If you need help you need to arrange it before the party - other family memebrs, a good friend, maybe.

But yabu I am afraid.

Sparklingbrook Sat 10-Nov-12 14:13:30

15 Mrs R. shock

Sparklingbrook Sat 10-Nov-12 14:13:50

I hope it isn't a sleepover.

EduCated Sat 10-Nov-12 14:13:58

You ask family.

You ask friends.

You ask one or two of the parents who you know a bit better.

You could pay someone, an older teen perhaps.

You hold the party at a venue where the organisation is done for you.

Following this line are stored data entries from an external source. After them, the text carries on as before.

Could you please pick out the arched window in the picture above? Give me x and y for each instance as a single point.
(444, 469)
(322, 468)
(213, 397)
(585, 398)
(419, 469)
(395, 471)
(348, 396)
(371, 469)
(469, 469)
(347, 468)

You don't ask more kids than you can cope with. You take a couple of friends for cinema and bowling.

The point is YOU sort it out hmm

Notquite Sat 10-Nov-12 14:14:56

I'm just grateful if the parents take their children away at the end...

Marrow Sat 10-Nov-12 14:14:56

YABU and sound slightly odd!

5madthings Sat 10-Nov-12 14:15:23

When you organise the party ask another parent to help!! But at eleven years old they can help as well and are old enough to sit and wait and help serve food. Seriously its not that hard!

soundevenfruity Sat 10-Nov-12 14:15:52

Lots of disposable plates and cutlery and buffet style food. If you got as far as preparing the food for 15 11 year olds then serving it is doddle. I would fully expect parents of children to skip off to hairdresser's, shops, coffee etc.

KenLeeeeeee Sat 10-Nov-12 14:16:11

YABU. Don't invite 15 kids if you can't cope. If you need help, ask for it in advance by asking members of your family or a couple of the mums that you're friendly with.

Tweasels Sat 10-Nov-12 14:16:19

What have you done for previous parties OP? Parents stopped staying with the children when they were 6/7 down my neck of the woods.

This can't be the first time this has happened.

Mrsrobertduvallsaysboo Sat 10-Nov-12 14:16:51

15shock

We need to know what you are doing with them.

Yellowtip Sat 10-Nov-12 14:17:17

I'm also one of the ones who makes off after the drop off really fast, unless specifically asked to stay. It's quite bad form to engage the host with chit chat on the grounds that she needs to get on.

lljkk Sat 10-Nov-12 14:18:10

Sorry OP, I am with others. You need to ask for help in advance. Just did a big party for DD (11) and some of her mates were simply foul brats. DH & I just had to laugh about it afterwards.

Sparklingbrook Sat 10-Nov-12 14:18:24

YY Mrsr I am intrigued. Male or female children?